Os professores contestam o Conselho de Reitores das Universidades Estaduais Paulistas (Cruesp), que determina o reajuste salarial de 3,47%, que corresponde à inflação dos últimos doze meses medida pelo IPC-Fipe.
A Adusp apresentou uma contraproposta: reajuste pelo IPCA, medido pelo IBGE, que atingiu 4,39% nos últimos doze meses, mais 3%, primeiro passo de um processo de recuperação das perdas salariais, tendo como referência o poder de compra de maio de 2012.
Durante a assembleia, chegou a ser levantada a hipótese de uma paralisação nesta terça, 26, seguida de indicativo de greve. A opção, no entanto, foi vencida pela opção de paralisar as atividades de maneira imediata.
Demanda estudantil
Os estudantes aprovaram a paralisação em 14 de abril. Liderado pelo Diretório Central dos Estudantes (DCE), o movimento acompanhou a mobilização de servidores, que também cruzaram os braços no mês passado em protesto contra uma gratificação anunciada pela universidade exclusivamente para professores.
Após pressão e mobilização, os servidores conseguiram avanços salariais e encerraram a paralisação. Os estudantes, porém, decidiram manter a greve e passaram a concentrar esforços em suas próprias reivindicações.
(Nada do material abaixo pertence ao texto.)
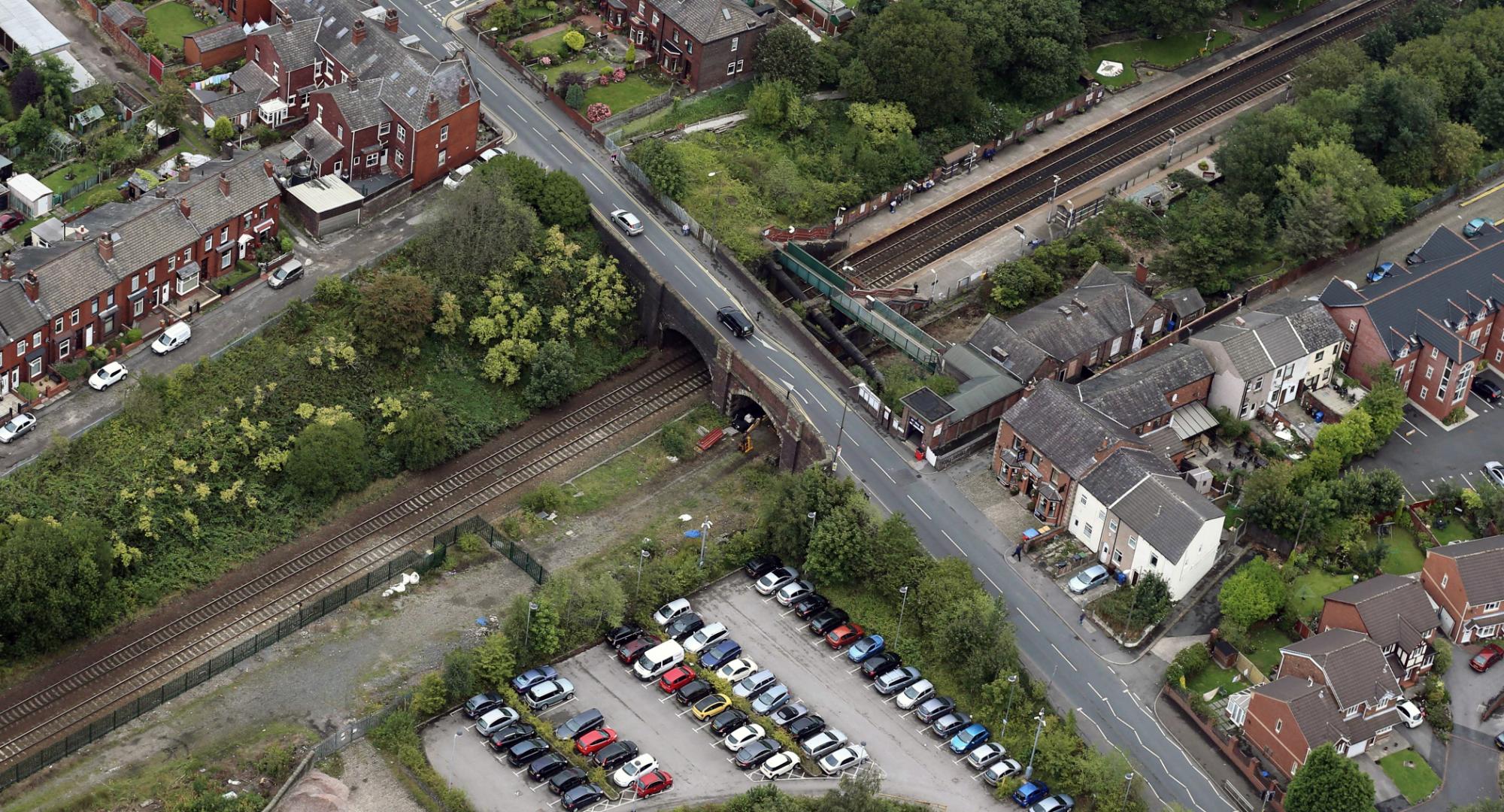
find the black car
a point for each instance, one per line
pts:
(685, 626)
(757, 753)
(950, 724)
(583, 798)
(694, 692)
(568, 780)
(762, 566)
(547, 766)
(526, 751)
(482, 704)
(511, 736)
(828, 620)
(807, 726)
(1487, 390)
(807, 607)
(881, 664)
(622, 635)
(935, 709)
(616, 756)
(727, 721)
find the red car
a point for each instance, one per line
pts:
(844, 635)
(678, 679)
(653, 783)
(1485, 659)
(595, 741)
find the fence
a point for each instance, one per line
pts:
(499, 542)
(308, 611)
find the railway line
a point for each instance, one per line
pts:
(1094, 154)
(71, 700)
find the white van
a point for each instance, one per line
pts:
(174, 338)
(660, 659)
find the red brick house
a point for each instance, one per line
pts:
(699, 43)
(1430, 323)
(1467, 583)
(1392, 611)
(1333, 688)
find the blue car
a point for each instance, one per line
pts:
(721, 655)
(866, 649)
(1031, 793)
(971, 738)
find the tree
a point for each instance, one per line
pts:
(330, 459)
(1329, 783)
(395, 312)
(920, 58)
(786, 53)
(563, 202)
(553, 377)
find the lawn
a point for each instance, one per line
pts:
(1410, 772)
(172, 22)
(1169, 52)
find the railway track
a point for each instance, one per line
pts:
(46, 715)
(1011, 196)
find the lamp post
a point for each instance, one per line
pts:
(1040, 730)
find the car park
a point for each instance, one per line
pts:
(721, 655)
(532, 677)
(595, 741)
(757, 753)
(670, 611)
(547, 695)
(762, 565)
(843, 760)
(581, 724)
(631, 771)
(17, 426)
(706, 637)
(897, 680)
(1090, 578)
(744, 736)
(774, 581)
(915, 694)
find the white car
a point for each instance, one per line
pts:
(631, 771)
(708, 637)
(108, 377)
(738, 670)
(843, 760)
(915, 694)
(780, 766)
(744, 736)
(19, 426)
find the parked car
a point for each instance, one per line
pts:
(670, 611)
(17, 426)
(762, 565)
(108, 377)
(1090, 578)
(721, 655)
(774, 581)
(1485, 659)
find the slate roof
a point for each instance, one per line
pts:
(1354, 667)
(1135, 395)
(1481, 565)
(1393, 610)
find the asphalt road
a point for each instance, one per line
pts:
(1109, 712)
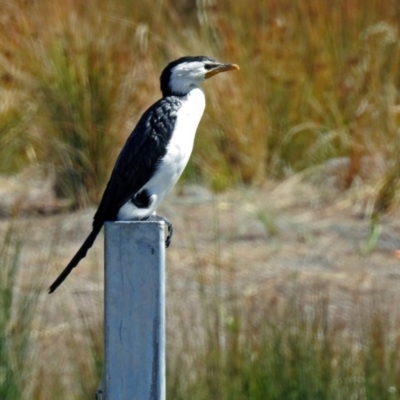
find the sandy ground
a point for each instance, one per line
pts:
(253, 243)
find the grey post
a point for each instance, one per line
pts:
(134, 308)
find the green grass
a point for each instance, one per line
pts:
(317, 82)
(293, 344)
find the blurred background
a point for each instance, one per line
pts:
(283, 275)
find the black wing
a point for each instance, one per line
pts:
(138, 160)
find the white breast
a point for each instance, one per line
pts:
(178, 153)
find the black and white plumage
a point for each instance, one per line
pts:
(157, 151)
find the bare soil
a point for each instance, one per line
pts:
(247, 243)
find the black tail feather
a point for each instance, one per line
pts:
(81, 253)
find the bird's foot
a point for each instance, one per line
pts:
(170, 228)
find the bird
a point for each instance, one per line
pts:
(155, 153)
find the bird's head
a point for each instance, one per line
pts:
(186, 73)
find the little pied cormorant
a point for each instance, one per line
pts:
(156, 152)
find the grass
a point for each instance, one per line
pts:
(319, 81)
(293, 342)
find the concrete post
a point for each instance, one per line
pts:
(134, 308)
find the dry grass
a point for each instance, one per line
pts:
(318, 81)
(319, 85)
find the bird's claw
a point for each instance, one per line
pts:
(170, 228)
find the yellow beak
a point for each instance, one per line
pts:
(221, 68)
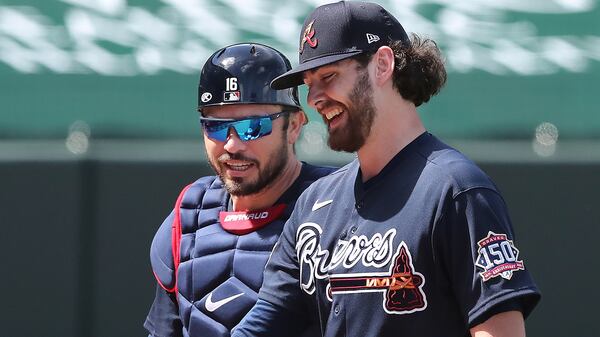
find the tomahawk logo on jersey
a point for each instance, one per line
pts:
(401, 285)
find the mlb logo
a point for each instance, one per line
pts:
(231, 96)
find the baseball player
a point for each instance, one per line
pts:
(209, 254)
(409, 239)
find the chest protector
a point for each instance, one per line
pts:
(218, 274)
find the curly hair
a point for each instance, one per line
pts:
(419, 71)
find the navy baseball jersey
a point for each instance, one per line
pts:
(425, 248)
(215, 280)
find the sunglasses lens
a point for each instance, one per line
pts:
(246, 129)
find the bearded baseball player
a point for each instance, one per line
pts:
(209, 254)
(410, 239)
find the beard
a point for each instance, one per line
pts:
(361, 112)
(239, 186)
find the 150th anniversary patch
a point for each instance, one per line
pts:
(497, 256)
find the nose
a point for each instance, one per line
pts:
(315, 96)
(233, 143)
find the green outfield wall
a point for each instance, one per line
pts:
(76, 234)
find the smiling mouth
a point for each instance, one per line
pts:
(238, 166)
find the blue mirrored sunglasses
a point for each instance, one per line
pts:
(250, 128)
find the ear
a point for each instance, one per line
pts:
(296, 121)
(383, 61)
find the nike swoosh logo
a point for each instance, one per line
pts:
(212, 306)
(318, 204)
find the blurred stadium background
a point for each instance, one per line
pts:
(98, 132)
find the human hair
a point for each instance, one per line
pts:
(419, 71)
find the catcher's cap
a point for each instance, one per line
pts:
(340, 30)
(241, 73)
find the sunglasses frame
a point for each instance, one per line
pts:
(231, 121)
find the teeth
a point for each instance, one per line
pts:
(333, 113)
(238, 166)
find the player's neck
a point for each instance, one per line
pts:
(269, 195)
(394, 127)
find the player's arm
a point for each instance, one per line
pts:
(473, 241)
(163, 318)
(267, 319)
(279, 310)
(505, 324)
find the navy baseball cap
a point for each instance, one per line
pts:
(340, 30)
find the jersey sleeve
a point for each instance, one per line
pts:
(475, 244)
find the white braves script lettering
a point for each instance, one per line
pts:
(374, 252)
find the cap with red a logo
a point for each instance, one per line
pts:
(340, 30)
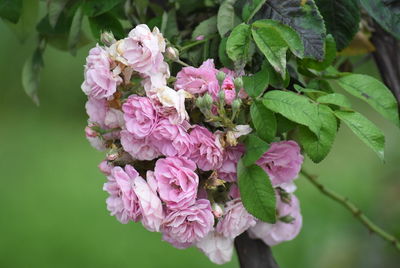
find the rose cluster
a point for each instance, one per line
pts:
(173, 145)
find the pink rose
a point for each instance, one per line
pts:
(102, 115)
(197, 80)
(140, 116)
(231, 156)
(216, 247)
(273, 234)
(175, 243)
(282, 162)
(142, 49)
(207, 152)
(236, 219)
(171, 139)
(177, 182)
(150, 204)
(139, 149)
(96, 110)
(122, 202)
(105, 167)
(100, 82)
(190, 224)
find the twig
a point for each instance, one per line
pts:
(357, 213)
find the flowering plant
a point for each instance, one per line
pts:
(205, 152)
(208, 154)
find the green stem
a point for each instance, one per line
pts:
(357, 213)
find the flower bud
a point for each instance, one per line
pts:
(238, 82)
(90, 132)
(231, 139)
(221, 96)
(221, 77)
(107, 38)
(172, 53)
(217, 210)
(200, 102)
(236, 105)
(207, 101)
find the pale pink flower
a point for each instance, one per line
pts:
(174, 242)
(207, 151)
(177, 181)
(175, 101)
(114, 118)
(282, 162)
(150, 204)
(229, 87)
(122, 202)
(236, 219)
(100, 81)
(171, 139)
(141, 50)
(190, 224)
(273, 234)
(97, 142)
(216, 247)
(102, 115)
(140, 116)
(97, 110)
(231, 157)
(196, 80)
(139, 149)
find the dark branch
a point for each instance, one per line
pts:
(387, 58)
(253, 253)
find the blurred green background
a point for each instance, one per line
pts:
(52, 207)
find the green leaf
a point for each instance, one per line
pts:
(94, 8)
(374, 92)
(275, 79)
(27, 21)
(264, 121)
(330, 56)
(31, 75)
(336, 99)
(257, 83)
(273, 46)
(290, 36)
(294, 107)
(106, 22)
(385, 13)
(226, 17)
(169, 26)
(256, 192)
(255, 148)
(318, 146)
(206, 28)
(11, 10)
(223, 57)
(54, 9)
(302, 16)
(370, 134)
(251, 8)
(75, 31)
(342, 18)
(238, 44)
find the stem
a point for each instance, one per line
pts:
(182, 63)
(357, 213)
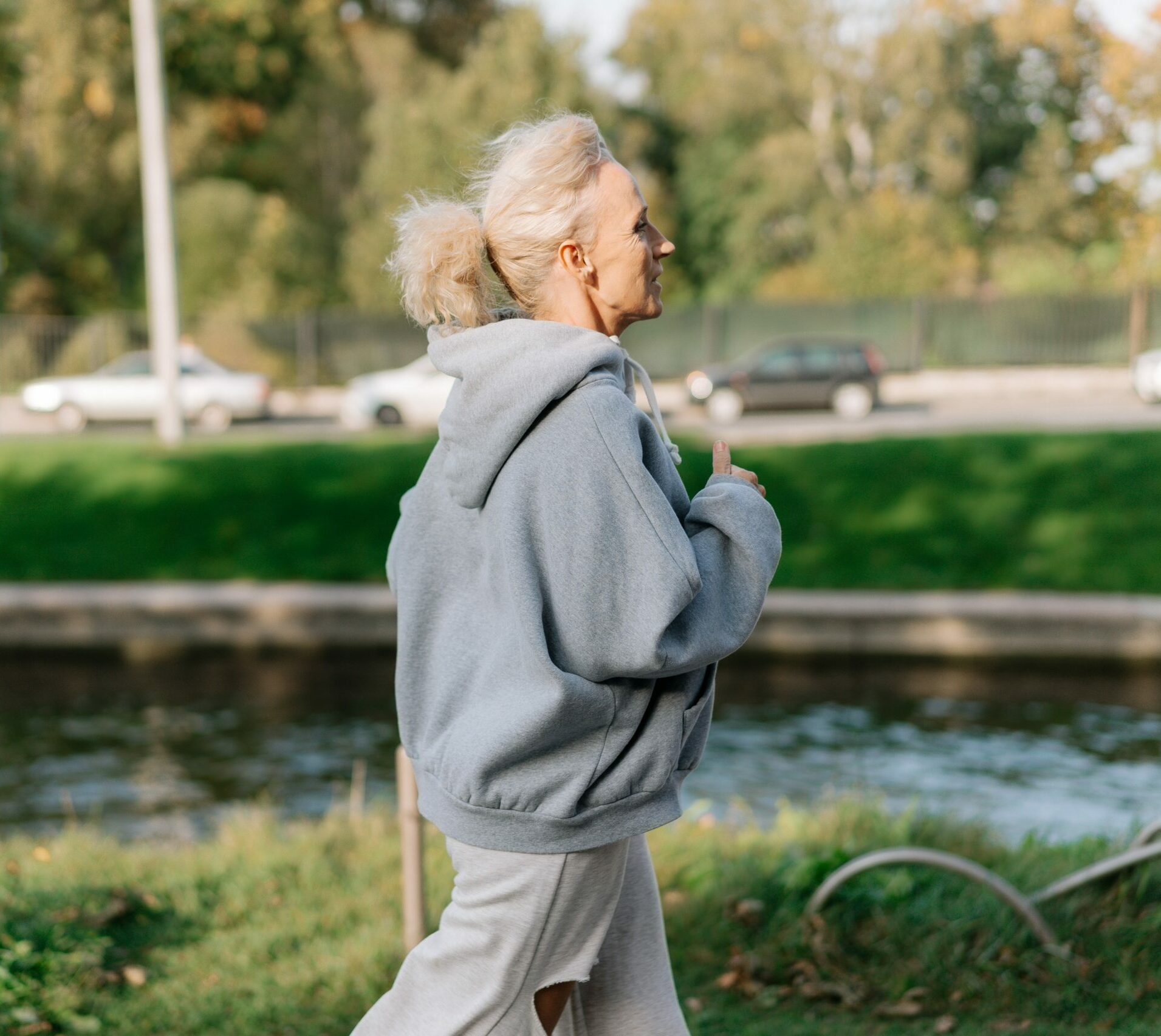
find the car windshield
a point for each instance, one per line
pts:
(131, 363)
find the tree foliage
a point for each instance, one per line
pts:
(787, 150)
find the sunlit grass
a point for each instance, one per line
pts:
(293, 929)
(1069, 512)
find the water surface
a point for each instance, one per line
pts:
(163, 750)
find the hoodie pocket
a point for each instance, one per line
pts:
(694, 731)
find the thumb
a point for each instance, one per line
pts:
(721, 457)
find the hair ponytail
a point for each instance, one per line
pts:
(439, 259)
(532, 192)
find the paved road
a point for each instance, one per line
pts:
(1095, 411)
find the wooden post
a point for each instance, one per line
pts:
(358, 789)
(1138, 322)
(411, 851)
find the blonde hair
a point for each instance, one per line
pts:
(529, 194)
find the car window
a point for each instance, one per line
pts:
(779, 363)
(131, 363)
(820, 361)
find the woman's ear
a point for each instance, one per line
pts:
(574, 260)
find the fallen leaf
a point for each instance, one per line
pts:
(134, 973)
(748, 911)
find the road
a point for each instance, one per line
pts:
(929, 403)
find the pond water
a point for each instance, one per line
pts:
(163, 750)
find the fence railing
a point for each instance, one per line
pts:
(327, 347)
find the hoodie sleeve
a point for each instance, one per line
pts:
(629, 587)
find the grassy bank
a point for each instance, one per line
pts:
(275, 929)
(1070, 512)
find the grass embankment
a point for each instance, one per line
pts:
(1069, 512)
(275, 929)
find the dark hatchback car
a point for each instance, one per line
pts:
(792, 374)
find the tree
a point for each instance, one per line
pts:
(428, 121)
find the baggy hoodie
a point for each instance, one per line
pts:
(562, 602)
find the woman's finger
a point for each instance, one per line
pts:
(721, 457)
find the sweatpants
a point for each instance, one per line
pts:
(519, 921)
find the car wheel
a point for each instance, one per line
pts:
(214, 417)
(70, 418)
(725, 406)
(852, 401)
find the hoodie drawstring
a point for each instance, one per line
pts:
(652, 406)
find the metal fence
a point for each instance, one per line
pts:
(329, 347)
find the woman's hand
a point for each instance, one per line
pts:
(722, 466)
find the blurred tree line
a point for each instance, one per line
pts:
(948, 150)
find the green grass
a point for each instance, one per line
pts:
(292, 929)
(1067, 512)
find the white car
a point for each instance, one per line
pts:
(411, 395)
(127, 390)
(1148, 376)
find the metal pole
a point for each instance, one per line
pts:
(160, 264)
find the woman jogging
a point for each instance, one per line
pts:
(562, 602)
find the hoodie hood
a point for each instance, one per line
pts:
(507, 374)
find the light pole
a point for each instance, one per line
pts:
(160, 265)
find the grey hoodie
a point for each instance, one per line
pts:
(562, 602)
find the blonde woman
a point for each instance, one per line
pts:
(562, 602)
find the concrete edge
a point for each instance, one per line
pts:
(137, 618)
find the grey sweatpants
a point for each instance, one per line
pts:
(519, 921)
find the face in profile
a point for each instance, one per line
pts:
(627, 250)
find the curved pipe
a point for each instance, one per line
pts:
(1146, 834)
(943, 861)
(1122, 861)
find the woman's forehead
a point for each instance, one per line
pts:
(619, 189)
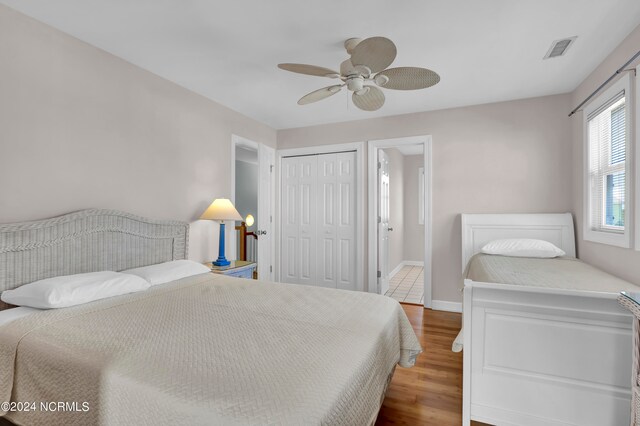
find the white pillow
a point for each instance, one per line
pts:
(71, 290)
(522, 247)
(168, 271)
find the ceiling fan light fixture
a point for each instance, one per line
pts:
(368, 63)
(355, 83)
(381, 80)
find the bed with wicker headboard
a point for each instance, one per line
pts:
(86, 241)
(203, 349)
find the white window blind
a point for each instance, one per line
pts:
(607, 158)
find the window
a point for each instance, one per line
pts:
(607, 135)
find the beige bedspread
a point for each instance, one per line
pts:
(561, 272)
(557, 273)
(208, 350)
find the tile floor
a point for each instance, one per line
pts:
(407, 285)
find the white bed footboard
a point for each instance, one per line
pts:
(538, 356)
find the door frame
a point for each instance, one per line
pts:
(237, 141)
(359, 147)
(374, 146)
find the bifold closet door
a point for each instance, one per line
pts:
(319, 212)
(336, 221)
(299, 188)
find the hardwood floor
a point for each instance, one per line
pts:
(431, 392)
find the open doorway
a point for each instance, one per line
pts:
(399, 217)
(246, 202)
(252, 190)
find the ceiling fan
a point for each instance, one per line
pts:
(363, 71)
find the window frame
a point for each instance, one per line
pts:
(619, 239)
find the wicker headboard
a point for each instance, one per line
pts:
(86, 241)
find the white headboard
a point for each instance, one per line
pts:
(479, 229)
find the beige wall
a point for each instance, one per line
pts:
(624, 263)
(502, 157)
(81, 128)
(396, 203)
(413, 247)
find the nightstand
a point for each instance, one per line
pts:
(238, 268)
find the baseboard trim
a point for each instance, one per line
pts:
(405, 263)
(445, 305)
(396, 270)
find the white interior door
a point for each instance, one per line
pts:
(337, 220)
(266, 207)
(319, 220)
(383, 221)
(299, 245)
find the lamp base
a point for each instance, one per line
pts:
(221, 262)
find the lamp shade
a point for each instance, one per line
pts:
(221, 209)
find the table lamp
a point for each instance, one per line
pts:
(220, 210)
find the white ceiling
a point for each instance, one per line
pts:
(485, 51)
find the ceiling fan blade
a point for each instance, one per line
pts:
(371, 100)
(310, 70)
(407, 78)
(320, 94)
(376, 53)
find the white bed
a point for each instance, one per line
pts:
(536, 355)
(201, 350)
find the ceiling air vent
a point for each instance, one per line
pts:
(559, 47)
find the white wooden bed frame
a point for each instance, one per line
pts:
(540, 356)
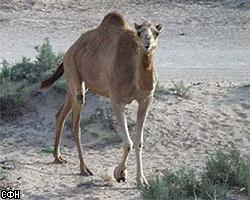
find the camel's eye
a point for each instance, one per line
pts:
(139, 33)
(155, 33)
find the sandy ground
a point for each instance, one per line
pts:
(206, 44)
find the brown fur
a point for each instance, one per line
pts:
(111, 61)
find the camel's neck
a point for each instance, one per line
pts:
(147, 72)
A principal demanda é o reajuste do Programa de Apoio à Permanência e Formação Estudantil (Papfe), que atualmente oferece benefícios que vão R$ 335 para estudantes residentes em moradia estudantil a R$ 885 para auxílio integral.
A USP propôs um reajuste baseado no índice IPC-FIPE. Dessa forma, o auxílio integral passaria para R$ 912 mensais, enquanto o auxílio parcial para estudantes com moradia subiria para R$ 340. A proposta, no entanto, é considerada insuficiente pelos estudantes, que defendem um reajuste para R$ 1.804, valor equivalente ao salário mínimo paulista.
Além disso, os estudantes criticam questões estruturais da universidade, como a gestão do restaurante universitário, conhecido como "Bandejão", a moradia estudantil e a situação do Hospital Universitário (HU), que, segundo manifestantes, perdeu cerca de 30% de seu quadro de funcionários na última década.
A reitoria abriu três rodadas de negociação com os estudantes, mas, diante da rejeição da proposta apresentada, decidiu encerrar unilateralmente as conversas, gerando insatisfação entre os grevistas.
O reitor da USP, Aluísio Segurado, chegou a dizer que os valores apresentados eram a última proposta que a reitoria poderia oferecer.